La politique n’a pas cours autour des tables des WSOP, mais elle se joue plutôt sur Twitter, par blocages, retweets et shitstorms interposés. Steve Albini, lui, débat peu, mais se déclare souvent. Sa page est une heureuse foire d’empoigne et de franchise entre cette Amérique post-MAGA qu’il conchie. Loin d’un Negreanu qui applique ces terribles notions binaires de bien et de mal, et qui assume son schéma moralisateur, Albini est l’une de ces rares voix libres et singulières du poker-twitter. Il déboulonne les idoles de manière jouissive, se moque ouvertement de ceux qui ont pour cheval de bataille réactionnaire la question du genre et relancent leur carrière en se rangeant du côté de l’intolérance (l’humoriste Ricky Gervais en tête), se moque de lui-même et son « babil poker incessant pour les semaines à venir », partage de la musique noise et autres expérimentations soniques.

Il faut dire que Steve Albini n’est pas n’importe qui : avant d’être un joueur passionné (son pseudo twitter est d’ailleurs @electricalwsop), il a fait une énorme carrière de musicien et de producteur. Natif du Montana, dans ce trou incroyable qu’est Missoula (la ville, entre autres, qui aura vu l’une des plus belles voix de la littérature nature-writing américaine s’épanouir), il a vécu toute sa vie au beau milieu des rednecks à la fois libertaires et réactionnaires.
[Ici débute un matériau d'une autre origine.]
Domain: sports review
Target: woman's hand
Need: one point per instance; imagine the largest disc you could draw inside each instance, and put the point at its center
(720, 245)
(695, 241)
Il n’aura gardé d’eux que le premier trait, et aura transporté sa folie créative dans un rock minimaliste et avant-gardiste. Côté production, il a même créé le son de plusieurs énormes groupes indépendants : Nirvana (pour In Utero) mais aussi les Pixies, PJ Harvey, les Canadiens de Godspeed You Black ! Emperor, Slint, les Stooges d’Iggy Pop, etc. En remportant cette nuit son deuxième bracelet de sa carrière, Steve Albini aura une fois de plus confirmé que tout ce qu’il touche se transforme en or, brut.